Hatch then went on to show how all the things the district has developed from Professional Learning Communities to the Carbon Growth Cycle is used to support instruction.
"You have collaboration, learning by doing, school improvement plans, research, the use of data, leadership and the list goes on and on," he stated. "There are best practices and it is well established what needs to happen to improve, and those are all included in the Carbon Growth Cycle." He then pointed out that all of that is what the educational process in Carbon School District is based on. Simply put, the data is studied, then a plan is devised for a focus to improve performance, then the plan is implemented. After 60 days the results are studied and adjustments are made to make it even better. This is done throughout the school year. He then said, "we celebrate the successes we have had."
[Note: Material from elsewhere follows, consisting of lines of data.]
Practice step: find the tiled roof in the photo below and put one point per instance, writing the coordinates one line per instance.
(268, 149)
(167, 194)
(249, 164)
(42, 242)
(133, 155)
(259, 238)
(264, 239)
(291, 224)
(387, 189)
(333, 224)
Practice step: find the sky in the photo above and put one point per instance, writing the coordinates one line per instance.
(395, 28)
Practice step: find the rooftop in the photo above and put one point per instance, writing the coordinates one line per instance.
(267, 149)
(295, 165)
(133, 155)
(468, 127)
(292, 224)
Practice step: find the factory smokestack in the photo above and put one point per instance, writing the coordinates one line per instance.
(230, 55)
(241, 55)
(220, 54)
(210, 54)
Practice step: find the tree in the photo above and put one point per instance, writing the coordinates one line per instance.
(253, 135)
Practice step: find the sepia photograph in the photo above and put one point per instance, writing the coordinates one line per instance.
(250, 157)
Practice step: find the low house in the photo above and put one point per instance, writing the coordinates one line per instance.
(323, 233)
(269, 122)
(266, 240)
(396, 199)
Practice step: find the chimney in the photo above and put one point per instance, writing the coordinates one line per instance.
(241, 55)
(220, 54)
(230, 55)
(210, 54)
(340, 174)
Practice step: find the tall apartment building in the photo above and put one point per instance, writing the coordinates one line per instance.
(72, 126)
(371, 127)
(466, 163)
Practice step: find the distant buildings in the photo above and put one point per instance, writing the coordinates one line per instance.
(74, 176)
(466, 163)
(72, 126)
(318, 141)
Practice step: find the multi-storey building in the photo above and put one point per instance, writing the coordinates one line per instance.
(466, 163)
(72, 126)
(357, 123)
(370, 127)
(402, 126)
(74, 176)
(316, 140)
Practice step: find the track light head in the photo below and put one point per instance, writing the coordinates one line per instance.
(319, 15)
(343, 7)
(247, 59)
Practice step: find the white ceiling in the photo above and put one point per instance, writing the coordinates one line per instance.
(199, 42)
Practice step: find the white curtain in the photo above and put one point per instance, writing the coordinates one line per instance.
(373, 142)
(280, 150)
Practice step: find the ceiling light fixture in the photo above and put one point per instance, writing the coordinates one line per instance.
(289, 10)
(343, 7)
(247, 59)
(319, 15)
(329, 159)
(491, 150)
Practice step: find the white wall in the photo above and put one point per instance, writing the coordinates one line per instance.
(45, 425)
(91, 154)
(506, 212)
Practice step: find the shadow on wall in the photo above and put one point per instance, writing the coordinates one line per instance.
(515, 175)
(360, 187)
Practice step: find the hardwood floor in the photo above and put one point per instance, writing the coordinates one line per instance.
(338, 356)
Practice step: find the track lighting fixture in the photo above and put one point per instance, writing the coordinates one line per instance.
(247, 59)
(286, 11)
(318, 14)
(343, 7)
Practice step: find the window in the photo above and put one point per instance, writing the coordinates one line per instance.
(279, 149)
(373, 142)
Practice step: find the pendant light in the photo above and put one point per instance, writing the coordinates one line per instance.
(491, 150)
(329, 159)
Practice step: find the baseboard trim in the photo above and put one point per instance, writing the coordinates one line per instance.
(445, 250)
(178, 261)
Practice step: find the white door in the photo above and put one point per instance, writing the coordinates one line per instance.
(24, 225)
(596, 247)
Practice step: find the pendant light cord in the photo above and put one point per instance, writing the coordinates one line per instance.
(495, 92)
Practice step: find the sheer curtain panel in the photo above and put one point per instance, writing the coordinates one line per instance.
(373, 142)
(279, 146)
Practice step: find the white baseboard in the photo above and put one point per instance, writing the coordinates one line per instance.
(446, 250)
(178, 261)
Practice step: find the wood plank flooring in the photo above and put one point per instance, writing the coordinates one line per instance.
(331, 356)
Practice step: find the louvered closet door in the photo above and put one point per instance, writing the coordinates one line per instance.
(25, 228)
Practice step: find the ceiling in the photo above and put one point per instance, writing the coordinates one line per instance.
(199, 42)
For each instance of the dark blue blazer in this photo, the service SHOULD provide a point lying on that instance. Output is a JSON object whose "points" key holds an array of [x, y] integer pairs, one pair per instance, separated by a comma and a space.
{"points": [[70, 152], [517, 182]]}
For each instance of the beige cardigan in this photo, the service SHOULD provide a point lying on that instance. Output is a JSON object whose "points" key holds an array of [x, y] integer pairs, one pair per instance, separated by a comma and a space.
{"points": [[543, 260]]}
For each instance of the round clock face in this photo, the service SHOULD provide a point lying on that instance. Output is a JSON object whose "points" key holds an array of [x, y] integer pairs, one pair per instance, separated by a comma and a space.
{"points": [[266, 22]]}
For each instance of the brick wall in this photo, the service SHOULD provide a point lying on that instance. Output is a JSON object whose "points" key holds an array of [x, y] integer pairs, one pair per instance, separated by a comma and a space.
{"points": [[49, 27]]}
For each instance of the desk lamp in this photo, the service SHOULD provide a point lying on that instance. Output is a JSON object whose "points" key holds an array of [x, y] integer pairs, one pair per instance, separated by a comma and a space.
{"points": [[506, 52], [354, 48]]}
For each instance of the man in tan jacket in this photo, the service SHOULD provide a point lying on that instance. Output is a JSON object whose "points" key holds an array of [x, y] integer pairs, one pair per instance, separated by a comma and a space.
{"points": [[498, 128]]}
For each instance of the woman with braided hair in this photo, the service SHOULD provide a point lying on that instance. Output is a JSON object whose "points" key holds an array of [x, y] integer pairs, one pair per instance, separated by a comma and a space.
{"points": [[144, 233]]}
That plan is not only followed for students growth, but also by principals for teacher growth and by the district for overall school growth.
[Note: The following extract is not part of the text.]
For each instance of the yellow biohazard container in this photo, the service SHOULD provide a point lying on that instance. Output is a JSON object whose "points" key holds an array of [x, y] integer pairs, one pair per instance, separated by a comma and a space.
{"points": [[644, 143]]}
"Everything we expect you to do with your students, and we expect the principals to do with you, we do with your schools and all of you," explained Hatch. "And this is how the Carbon Growth Cycle applies to all employees in the district."
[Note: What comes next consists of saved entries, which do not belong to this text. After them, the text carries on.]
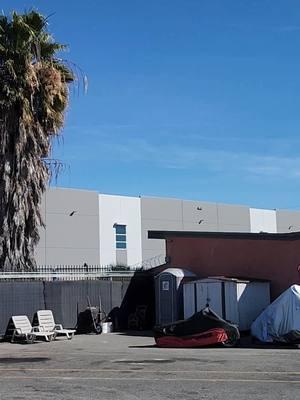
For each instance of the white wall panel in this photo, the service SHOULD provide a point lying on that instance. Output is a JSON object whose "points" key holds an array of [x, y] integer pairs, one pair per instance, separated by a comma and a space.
{"points": [[263, 220]]}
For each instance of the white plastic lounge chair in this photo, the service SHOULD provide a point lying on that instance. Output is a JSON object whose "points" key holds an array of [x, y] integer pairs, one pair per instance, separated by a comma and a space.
{"points": [[24, 330], [46, 320]]}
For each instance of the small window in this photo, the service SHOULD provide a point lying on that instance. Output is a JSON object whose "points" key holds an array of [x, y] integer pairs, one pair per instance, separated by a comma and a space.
{"points": [[121, 245], [120, 229], [121, 239]]}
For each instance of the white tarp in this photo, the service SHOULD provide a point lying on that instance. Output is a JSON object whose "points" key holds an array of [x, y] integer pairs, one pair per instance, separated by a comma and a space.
{"points": [[280, 317]]}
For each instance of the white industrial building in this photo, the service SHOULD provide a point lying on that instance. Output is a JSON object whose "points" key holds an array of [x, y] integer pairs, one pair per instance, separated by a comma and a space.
{"points": [[100, 229]]}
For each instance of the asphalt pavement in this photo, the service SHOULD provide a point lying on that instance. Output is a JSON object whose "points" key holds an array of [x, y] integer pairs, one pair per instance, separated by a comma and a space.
{"points": [[121, 366]]}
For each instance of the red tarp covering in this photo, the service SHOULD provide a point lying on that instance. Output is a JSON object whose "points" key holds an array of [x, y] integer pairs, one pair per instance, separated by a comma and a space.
{"points": [[212, 336]]}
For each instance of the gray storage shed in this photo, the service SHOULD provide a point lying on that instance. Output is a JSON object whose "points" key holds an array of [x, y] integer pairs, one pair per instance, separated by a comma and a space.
{"points": [[237, 300]]}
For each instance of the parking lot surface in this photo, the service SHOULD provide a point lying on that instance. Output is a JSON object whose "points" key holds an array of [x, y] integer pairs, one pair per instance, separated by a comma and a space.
{"points": [[120, 366]]}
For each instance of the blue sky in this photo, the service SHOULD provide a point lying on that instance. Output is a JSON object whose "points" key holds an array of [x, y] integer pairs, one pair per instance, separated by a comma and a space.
{"points": [[187, 98]]}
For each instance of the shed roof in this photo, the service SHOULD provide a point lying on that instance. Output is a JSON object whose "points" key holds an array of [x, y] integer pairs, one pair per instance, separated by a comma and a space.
{"points": [[225, 235]]}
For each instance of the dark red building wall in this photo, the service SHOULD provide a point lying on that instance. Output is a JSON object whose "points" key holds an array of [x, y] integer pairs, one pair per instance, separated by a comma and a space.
{"points": [[275, 260]]}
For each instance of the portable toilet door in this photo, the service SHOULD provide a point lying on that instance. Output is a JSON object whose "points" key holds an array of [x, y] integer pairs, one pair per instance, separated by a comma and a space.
{"points": [[166, 299], [169, 294]]}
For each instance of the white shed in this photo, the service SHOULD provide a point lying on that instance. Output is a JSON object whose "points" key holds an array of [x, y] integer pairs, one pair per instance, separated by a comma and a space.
{"points": [[236, 300]]}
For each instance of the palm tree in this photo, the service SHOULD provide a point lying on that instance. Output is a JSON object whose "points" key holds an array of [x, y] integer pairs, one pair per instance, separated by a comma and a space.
{"points": [[33, 97]]}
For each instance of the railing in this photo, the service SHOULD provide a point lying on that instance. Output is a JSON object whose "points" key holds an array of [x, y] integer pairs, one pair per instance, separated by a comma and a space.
{"points": [[82, 272]]}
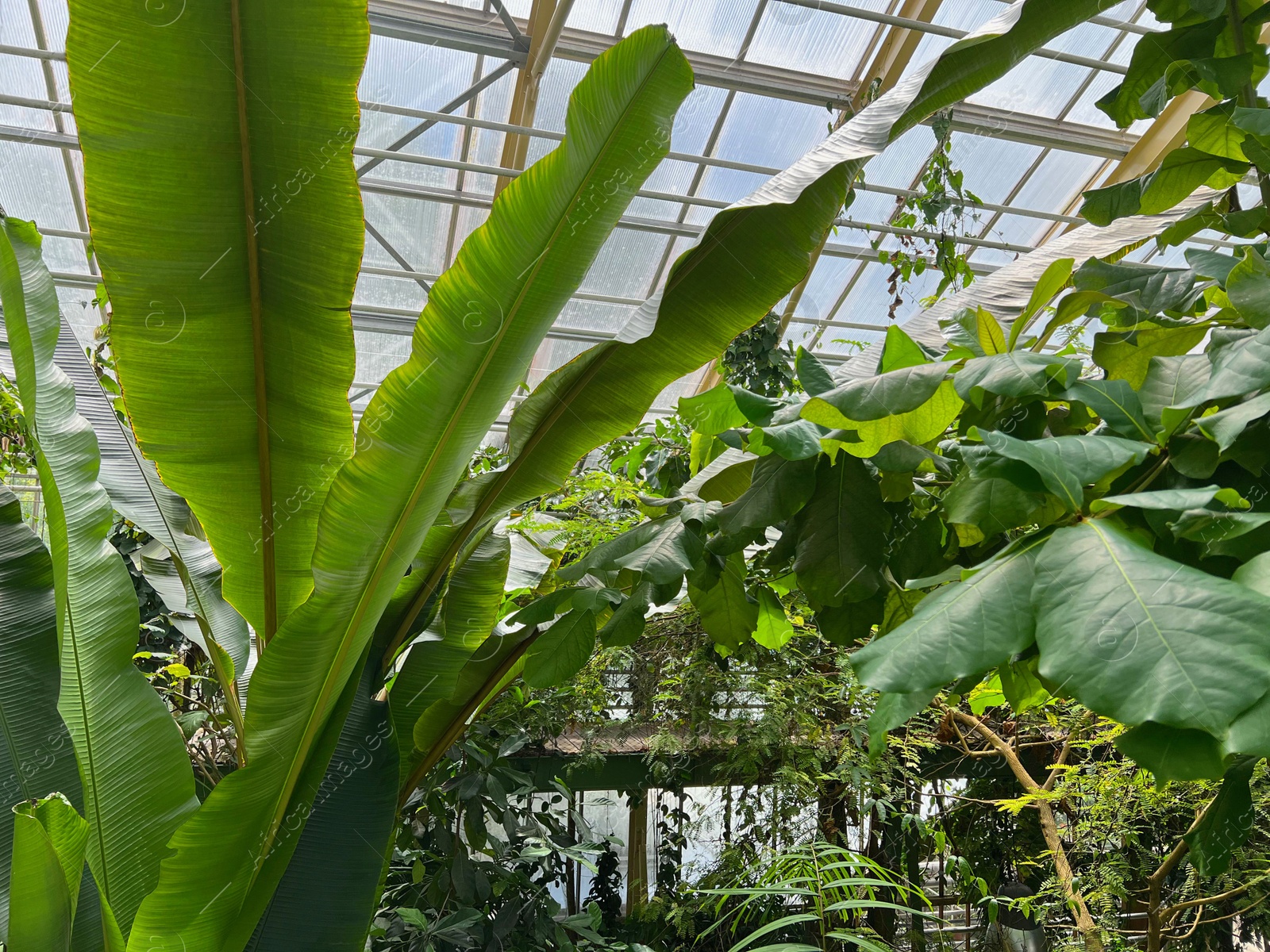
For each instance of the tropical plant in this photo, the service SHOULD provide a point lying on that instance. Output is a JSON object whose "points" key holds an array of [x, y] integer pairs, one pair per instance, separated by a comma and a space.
{"points": [[823, 892], [229, 232], [987, 505]]}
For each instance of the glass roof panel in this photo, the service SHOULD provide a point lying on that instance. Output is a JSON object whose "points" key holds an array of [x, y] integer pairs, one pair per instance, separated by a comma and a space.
{"points": [[715, 27], [596, 16], [819, 42], [425, 211]]}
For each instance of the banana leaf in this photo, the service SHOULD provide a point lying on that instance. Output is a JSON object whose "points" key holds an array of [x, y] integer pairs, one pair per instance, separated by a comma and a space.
{"points": [[749, 258], [225, 215], [473, 344], [327, 898], [139, 495], [137, 776], [48, 863], [36, 755]]}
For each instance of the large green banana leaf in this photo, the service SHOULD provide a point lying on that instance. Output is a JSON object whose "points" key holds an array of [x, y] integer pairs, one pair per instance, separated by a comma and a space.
{"points": [[36, 753], [469, 611], [139, 495], [48, 862], [327, 898], [225, 213], [473, 344], [749, 257], [137, 776]]}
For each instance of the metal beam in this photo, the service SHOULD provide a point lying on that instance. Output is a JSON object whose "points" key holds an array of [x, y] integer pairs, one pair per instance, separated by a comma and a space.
{"points": [[459, 29], [467, 95], [774, 83], [940, 31], [395, 255]]}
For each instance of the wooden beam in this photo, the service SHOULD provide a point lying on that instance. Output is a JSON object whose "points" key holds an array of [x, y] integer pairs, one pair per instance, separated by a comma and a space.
{"points": [[895, 51], [637, 850], [888, 65], [546, 22]]}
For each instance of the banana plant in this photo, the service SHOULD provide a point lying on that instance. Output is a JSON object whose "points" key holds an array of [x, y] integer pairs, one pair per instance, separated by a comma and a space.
{"points": [[229, 232]]}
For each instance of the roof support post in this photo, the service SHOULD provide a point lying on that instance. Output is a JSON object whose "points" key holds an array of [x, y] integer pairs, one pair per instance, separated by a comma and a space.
{"points": [[546, 22], [888, 65]]}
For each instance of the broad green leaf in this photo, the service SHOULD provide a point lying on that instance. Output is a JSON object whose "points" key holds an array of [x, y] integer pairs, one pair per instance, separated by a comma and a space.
{"points": [[992, 338], [1053, 279], [137, 781], [990, 505], [1145, 287], [774, 625], [626, 624], [852, 622], [1018, 374], [812, 374], [1210, 264], [1212, 131], [876, 397], [139, 495], [1255, 574], [1022, 685], [921, 425], [1149, 61], [1226, 425], [1249, 289], [1210, 527], [1128, 355], [48, 863], [728, 615], [327, 898], [1250, 733], [1117, 403], [501, 657], [1226, 824], [36, 755], [756, 408], [1181, 171], [713, 412], [416, 440], [1168, 387], [959, 630], [899, 351], [562, 651], [660, 550], [468, 613], [1172, 753], [243, 296], [1238, 368], [778, 489], [746, 260], [1066, 465], [1178, 499], [841, 535], [1140, 638], [799, 440]]}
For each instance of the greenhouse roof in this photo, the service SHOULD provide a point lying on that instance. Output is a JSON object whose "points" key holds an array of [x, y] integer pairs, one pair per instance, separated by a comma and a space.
{"points": [[772, 76]]}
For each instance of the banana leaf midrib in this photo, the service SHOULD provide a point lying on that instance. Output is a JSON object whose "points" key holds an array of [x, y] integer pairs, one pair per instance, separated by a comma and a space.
{"points": [[487, 503], [202, 616], [262, 397], [314, 725], [514, 466], [460, 719], [90, 772]]}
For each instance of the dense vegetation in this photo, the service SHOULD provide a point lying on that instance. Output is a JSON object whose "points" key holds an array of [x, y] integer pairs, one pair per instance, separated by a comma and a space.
{"points": [[992, 546]]}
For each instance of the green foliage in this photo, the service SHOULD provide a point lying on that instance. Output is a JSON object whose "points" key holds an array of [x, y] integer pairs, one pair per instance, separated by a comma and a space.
{"points": [[940, 205], [757, 361], [343, 547]]}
He also set out the district administrations "smart goals" for the year. While schools have their individual goals, the district also has them.
First, data collection will be done on the effectiveness of the principals in the schools. By May of 2020 there will standards set for that.
"By then all our principals will be evaluated based on that data," said Hatch.
Second, there will be a real concentration on raising reading levels among all elementary students, as there was this past year, particularly in the second and third grades.
"At those grades we have a lower percentage of adequate reading levels than in other grades so we need to work on that," he said. "On the other hand the levels of students coming out of the first grade across the district is almost unheard of."
Third, to develop student behavior goals across the district that are the same. Hatch said that currently the district doesn't have very good data on behavior, good or bad, and they want to develop that.
"It is really hard to develop standards right now because we do not have very good or consistent information to do so. That is what we need to do," he said.
He pointed out that by achieving these goals the results will affect that "prime factor" in classrooms across the district. During the meeting the district also honored teachers who had been with the district and beginning their 11th of employment and those beginning their 16th year as well.
"At the retirement banquet each year we honor those with many, many years in the district, but those that have hung on and are in the middle of their teaching careers also should be honored," stated Hatch.
With that teachers were released to go to their buildings for meetings and to prepare for the start of school on August 19.